This kind of spying became a top priority for Libya as the region's Arab Spring revolutions blossomed in recent months. Earlier this year, Libyan officials held talks with Amesys and several other companies including Boeing's Narus, a maker of high-tech internet traffic-monitoring products, as they looked to add sophisticated web-filtering capabilities to Libya's existing monitoring operation, people familiar with the matter said.

Libya sought advanced tools to control the encrypted online-phone service Skype, censor YouTube videos and block Libyans from disguising their online activities by using "proxy" servers, according to documents reviewed by WSJ and people familiar with the matter. But Libya's civil war stalled the talks.

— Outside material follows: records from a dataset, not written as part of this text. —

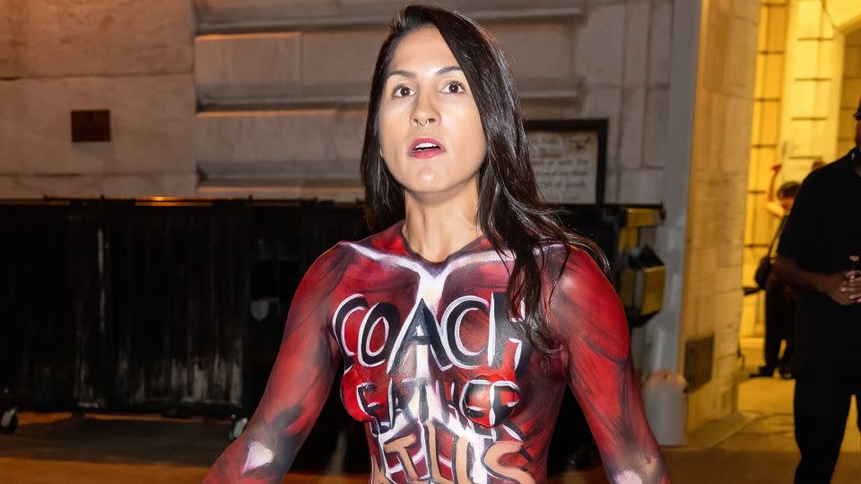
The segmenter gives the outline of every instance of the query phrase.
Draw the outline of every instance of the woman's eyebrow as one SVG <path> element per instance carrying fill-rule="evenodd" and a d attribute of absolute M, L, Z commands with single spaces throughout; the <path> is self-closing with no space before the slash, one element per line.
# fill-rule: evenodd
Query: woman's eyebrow
<path fill-rule="evenodd" d="M 433 75 L 439 77 L 439 76 L 440 76 L 440 75 L 444 75 L 444 74 L 447 74 L 447 73 L 448 73 L 455 72 L 455 71 L 461 72 L 461 73 L 464 72 L 464 70 L 461 69 L 459 65 L 447 65 L 447 66 L 439 69 L 439 71 L 437 71 Z M 386 79 L 388 79 L 389 77 L 392 77 L 393 75 L 400 75 L 400 76 L 403 76 L 403 77 L 407 77 L 407 78 L 409 78 L 409 79 L 415 79 L 415 78 L 417 77 L 416 74 L 415 74 L 415 73 L 413 73 L 413 72 L 410 72 L 410 71 L 402 71 L 402 70 L 400 70 L 400 69 L 397 69 L 397 70 L 395 70 L 395 71 L 389 71 L 389 73 L 388 73 L 387 74 L 386 74 Z"/>

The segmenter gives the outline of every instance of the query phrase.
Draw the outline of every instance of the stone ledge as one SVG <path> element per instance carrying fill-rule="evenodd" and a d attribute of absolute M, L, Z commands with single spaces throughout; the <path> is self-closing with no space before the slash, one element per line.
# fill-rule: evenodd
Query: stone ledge
<path fill-rule="evenodd" d="M 247 18 L 223 19 L 207 13 L 198 7 L 200 21 L 198 34 L 248 33 L 272 31 L 309 31 L 366 29 L 385 27 L 392 19 L 395 5 L 387 5 L 387 13 L 361 14 L 359 13 L 338 13 L 337 10 L 325 14 L 291 16 L 288 11 L 274 13 L 269 18 L 249 15 Z M 367 11 L 367 7 L 364 9 Z M 342 11 L 343 12 L 343 11 Z M 535 21 L 559 21 L 573 19 L 583 14 L 579 6 L 554 6 L 538 8 L 500 8 L 495 10 L 464 9 L 464 13 L 480 22 L 522 22 Z"/>
<path fill-rule="evenodd" d="M 574 101 L 581 98 L 579 89 L 521 91 L 522 101 Z M 367 94 L 338 96 L 278 96 L 260 98 L 204 98 L 200 100 L 202 113 L 237 112 L 249 110 L 336 109 L 368 106 Z"/>

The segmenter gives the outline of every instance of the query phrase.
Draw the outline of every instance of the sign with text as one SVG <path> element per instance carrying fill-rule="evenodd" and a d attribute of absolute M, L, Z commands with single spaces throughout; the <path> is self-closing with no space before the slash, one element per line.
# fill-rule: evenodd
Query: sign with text
<path fill-rule="evenodd" d="M 526 123 L 532 169 L 544 202 L 604 202 L 606 125 L 606 120 Z"/>

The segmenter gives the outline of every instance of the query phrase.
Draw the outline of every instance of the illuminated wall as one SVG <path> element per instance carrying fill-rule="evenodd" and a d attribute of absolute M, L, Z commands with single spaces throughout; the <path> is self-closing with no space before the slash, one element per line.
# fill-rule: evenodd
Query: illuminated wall
<path fill-rule="evenodd" d="M 763 3 L 760 10 L 760 30 L 756 56 L 756 84 L 753 100 L 753 128 L 751 133 L 751 164 L 744 222 L 744 270 L 743 285 L 752 286 L 760 258 L 768 250 L 778 220 L 763 204 L 771 167 L 781 160 L 780 119 L 785 82 L 787 27 L 789 8 L 786 3 Z M 764 293 L 744 298 L 742 335 L 764 331 Z"/>
<path fill-rule="evenodd" d="M 858 101 L 861 100 L 861 29 L 846 36 L 845 46 L 839 130 L 837 138 L 838 156 L 855 146 L 856 121 L 852 117 L 858 108 Z"/>
<path fill-rule="evenodd" d="M 184 1 L 0 4 L 0 197 L 191 195 L 194 14 Z M 110 143 L 71 142 L 109 109 Z"/>
<path fill-rule="evenodd" d="M 767 0 L 761 6 L 751 167 L 744 232 L 744 285 L 768 247 L 778 220 L 763 207 L 775 163 L 775 186 L 802 181 L 813 162 L 849 150 L 861 98 L 861 2 Z M 740 334 L 764 332 L 764 296 L 744 299 Z"/>
<path fill-rule="evenodd" d="M 759 4 L 703 1 L 693 121 L 681 367 L 687 341 L 714 336 L 711 380 L 688 393 L 688 428 L 736 405 L 745 190 Z"/>

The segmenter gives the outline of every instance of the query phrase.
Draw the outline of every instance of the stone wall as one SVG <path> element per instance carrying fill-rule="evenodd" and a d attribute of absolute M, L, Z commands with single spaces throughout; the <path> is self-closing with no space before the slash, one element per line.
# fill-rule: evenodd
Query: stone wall
<path fill-rule="evenodd" d="M 703 2 L 694 109 L 681 367 L 687 341 L 713 335 L 711 380 L 688 393 L 688 427 L 735 411 L 744 201 L 760 5 Z"/>
<path fill-rule="evenodd" d="M 360 196 L 371 69 L 406 3 L 7 0 L 0 197 Z M 610 120 L 606 200 L 663 201 L 670 0 L 443 4 L 498 36 L 528 117 Z M 111 142 L 71 143 L 69 112 L 104 108 Z"/>
<path fill-rule="evenodd" d="M 359 196 L 373 64 L 407 3 L 196 2 L 201 192 Z M 444 4 L 498 38 L 528 118 L 609 118 L 608 201 L 662 202 L 668 0 Z"/>
<path fill-rule="evenodd" d="M 0 8 L 0 197 L 195 194 L 188 2 Z M 111 142 L 73 143 L 74 109 L 109 109 Z"/>
<path fill-rule="evenodd" d="M 766 191 L 771 167 L 782 161 L 781 112 L 786 82 L 787 29 L 790 5 L 786 0 L 762 2 L 760 10 L 756 55 L 753 126 L 751 134 L 751 164 L 744 219 L 744 270 L 742 283 L 753 286 L 757 264 L 768 252 L 778 220 L 765 210 Z M 742 336 L 762 335 L 765 331 L 765 293 L 744 298 Z"/>
<path fill-rule="evenodd" d="M 853 116 L 861 99 L 861 28 L 848 33 L 844 45 L 843 87 L 837 134 L 838 155 L 848 152 L 855 146 L 856 121 Z"/>

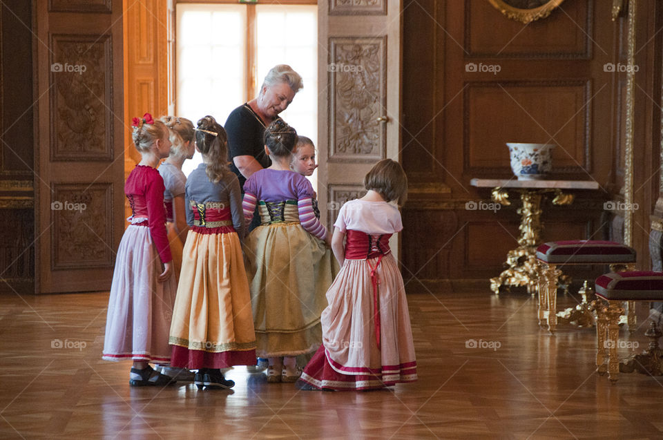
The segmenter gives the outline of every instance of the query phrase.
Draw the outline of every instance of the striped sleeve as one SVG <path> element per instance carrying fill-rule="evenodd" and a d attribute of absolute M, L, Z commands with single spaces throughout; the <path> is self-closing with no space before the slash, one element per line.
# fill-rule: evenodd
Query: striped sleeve
<path fill-rule="evenodd" d="M 299 211 L 299 222 L 306 231 L 312 236 L 320 240 L 325 240 L 327 236 L 327 229 L 323 226 L 320 220 L 316 217 L 313 211 L 313 202 L 310 198 L 300 199 L 297 201 L 297 209 Z"/>
<path fill-rule="evenodd" d="M 244 222 L 249 227 L 251 220 L 253 218 L 253 211 L 256 211 L 256 204 L 258 199 L 251 193 L 244 193 L 244 200 L 242 200 L 242 210 L 244 211 Z"/>

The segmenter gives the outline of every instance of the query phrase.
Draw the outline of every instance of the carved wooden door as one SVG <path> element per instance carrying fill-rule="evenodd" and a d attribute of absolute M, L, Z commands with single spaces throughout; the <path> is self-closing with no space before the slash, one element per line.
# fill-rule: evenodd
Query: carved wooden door
<path fill-rule="evenodd" d="M 35 290 L 107 290 L 124 229 L 122 2 L 33 4 Z"/>
<path fill-rule="evenodd" d="M 400 160 L 402 2 L 318 4 L 318 198 L 331 227 L 340 206 L 365 192 L 376 162 Z"/>

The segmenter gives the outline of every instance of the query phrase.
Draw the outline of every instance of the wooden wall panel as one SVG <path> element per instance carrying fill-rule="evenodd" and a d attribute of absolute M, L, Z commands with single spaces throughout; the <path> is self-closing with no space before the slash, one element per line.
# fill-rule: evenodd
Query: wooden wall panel
<path fill-rule="evenodd" d="M 30 2 L 0 3 L 0 293 L 12 295 L 35 285 L 32 19 Z"/>
<path fill-rule="evenodd" d="M 125 2 L 124 40 L 131 43 L 124 46 L 125 180 L 141 160 L 131 137 L 131 118 L 141 117 L 146 112 L 157 118 L 167 115 L 169 109 L 174 107 L 169 102 L 174 96 L 169 93 L 175 81 L 169 73 L 173 66 L 169 62 L 173 54 L 169 51 L 174 47 L 172 41 L 169 42 L 169 36 L 174 35 L 173 29 L 168 27 L 175 26 L 169 17 L 172 3 L 172 0 Z M 126 201 L 124 213 L 125 218 L 131 215 Z"/>
<path fill-rule="evenodd" d="M 112 160 L 110 36 L 52 34 L 50 47 L 51 160 Z"/>
<path fill-rule="evenodd" d="M 618 61 L 620 26 L 610 8 L 566 1 L 526 26 L 488 1 L 413 0 L 403 16 L 403 276 L 488 291 L 516 247 L 520 202 L 494 214 L 465 206 L 490 201 L 471 179 L 512 177 L 507 142 L 556 144 L 551 177 L 601 186 L 569 207 L 544 202 L 541 240 L 607 236 L 618 76 L 604 66 Z"/>
<path fill-rule="evenodd" d="M 107 290 L 123 231 L 122 3 L 32 4 L 35 291 Z"/>
<path fill-rule="evenodd" d="M 465 48 L 470 57 L 579 59 L 591 57 L 591 1 L 567 1 L 528 26 L 503 20 L 488 1 L 465 2 Z M 501 21 L 499 28 L 497 21 Z M 486 32 L 487 30 L 497 32 Z"/>
<path fill-rule="evenodd" d="M 387 37 L 329 39 L 330 161 L 376 162 L 387 151 Z"/>
<path fill-rule="evenodd" d="M 591 172 L 590 87 L 585 80 L 470 83 L 464 96 L 465 172 L 508 170 L 508 142 L 556 144 L 552 172 Z"/>

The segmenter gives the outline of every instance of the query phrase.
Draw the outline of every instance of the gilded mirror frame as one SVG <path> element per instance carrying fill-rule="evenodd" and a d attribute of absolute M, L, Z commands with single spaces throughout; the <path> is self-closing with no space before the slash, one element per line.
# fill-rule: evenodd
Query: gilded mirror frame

The sale of technology used to intercept communications is generally permissible by law, although manufacturers in some countries, including the US, must first obtain special approval to export high-tech interception devices.

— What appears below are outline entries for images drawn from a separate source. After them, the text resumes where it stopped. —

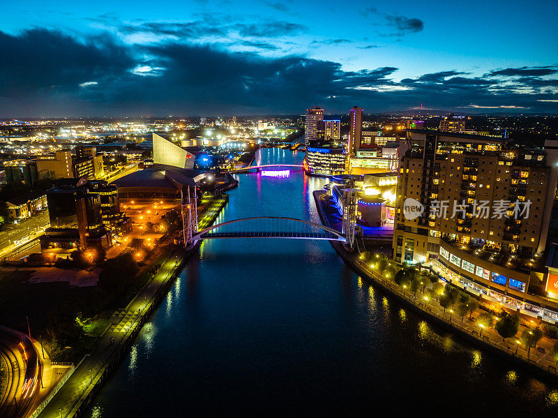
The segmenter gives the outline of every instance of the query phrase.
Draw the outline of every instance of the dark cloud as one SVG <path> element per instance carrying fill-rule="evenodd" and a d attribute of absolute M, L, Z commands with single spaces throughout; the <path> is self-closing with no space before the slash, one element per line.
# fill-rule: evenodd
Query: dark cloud
<path fill-rule="evenodd" d="M 395 15 L 387 15 L 386 17 L 389 24 L 396 28 L 399 32 L 420 32 L 424 29 L 424 22 L 420 19 Z"/>
<path fill-rule="evenodd" d="M 372 50 L 374 48 L 381 48 L 382 47 L 378 45 L 367 45 L 363 47 L 356 47 L 361 50 Z"/>
<path fill-rule="evenodd" d="M 268 42 L 257 42 L 253 40 L 243 40 L 237 45 L 242 45 L 245 47 L 252 47 L 254 48 L 259 48 L 260 50 L 267 50 L 269 51 L 276 51 L 279 47 L 274 45 Z"/>
<path fill-rule="evenodd" d="M 279 12 L 288 12 L 289 8 L 284 3 L 267 3 L 268 6 Z"/>
<path fill-rule="evenodd" d="M 354 42 L 350 39 L 344 39 L 344 38 L 339 38 L 339 39 L 324 39 L 322 40 L 312 40 L 310 43 L 312 44 L 318 44 L 318 43 L 323 43 L 325 45 L 339 45 L 342 43 L 352 43 Z"/>
<path fill-rule="evenodd" d="M 14 36 L 0 31 L 0 96 L 43 89 L 65 91 L 84 82 L 110 80 L 134 66 L 130 51 L 109 36 L 85 42 L 58 31 L 32 29 Z"/>
<path fill-rule="evenodd" d="M 0 115 L 292 114 L 310 105 L 342 112 L 357 103 L 374 112 L 421 103 L 478 112 L 558 111 L 550 101 L 558 98 L 558 82 L 542 76 L 449 70 L 398 81 L 394 66 L 347 71 L 339 63 L 300 55 L 231 52 L 224 49 L 229 45 L 274 47 L 265 40 L 123 45 L 108 36 L 77 40 L 43 29 L 0 32 Z"/>
<path fill-rule="evenodd" d="M 520 67 L 518 68 L 506 68 L 504 70 L 497 70 L 490 71 L 485 75 L 485 77 L 541 77 L 543 75 L 552 75 L 558 74 L 558 68 L 555 66 L 547 66 L 544 67 Z"/>
<path fill-rule="evenodd" d="M 420 32 L 424 29 L 424 22 L 416 17 L 406 17 L 400 15 L 382 13 L 373 6 L 365 8 L 361 12 L 365 16 L 377 15 L 383 17 L 388 26 L 395 28 L 396 32 L 389 33 L 391 36 L 400 36 L 405 33 Z"/>
<path fill-rule="evenodd" d="M 202 15 L 192 22 L 139 22 L 119 27 L 125 34 L 147 33 L 156 36 L 172 36 L 185 40 L 195 40 L 204 36 L 227 36 L 238 33 L 241 36 L 276 38 L 292 36 L 308 31 L 308 28 L 297 23 L 280 20 L 266 20 L 259 23 L 223 23 L 229 20 L 226 17 L 218 21 L 212 15 Z"/>

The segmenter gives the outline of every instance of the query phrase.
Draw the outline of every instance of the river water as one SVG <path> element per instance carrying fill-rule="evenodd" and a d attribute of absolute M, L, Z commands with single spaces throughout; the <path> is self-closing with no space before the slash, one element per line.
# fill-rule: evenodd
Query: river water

Libya is one of several Middle Eastern and North African states to use sophisticated technologies acquired abroad to crack down on dissidents. Tech firms from the US, Canada, Europe, China and elsewhere have, in the pursuit of profits, helped regimes block websites, intercept emails and eavesdrop on conversations.

Amesys in 2009 equipped the Tripoli monitoring center with "deep packet inspection" technology, one of the most intrusive techniques for snooping on people's online activities, according to people familiar with the matter.

Chinese telecom company ZTE Corp. also provided technology for Libya's monitoring operation, people familiar with the matter said. And VASTech SA Pty Ltd, a small South African firm, provided the regime with tools to tap and log all the international phone calls going in and out of the country, according to emails reviewed by WSJ and people familiar with the matter.

It is unclear how many people worked for the monitoring unit or how long it was operational.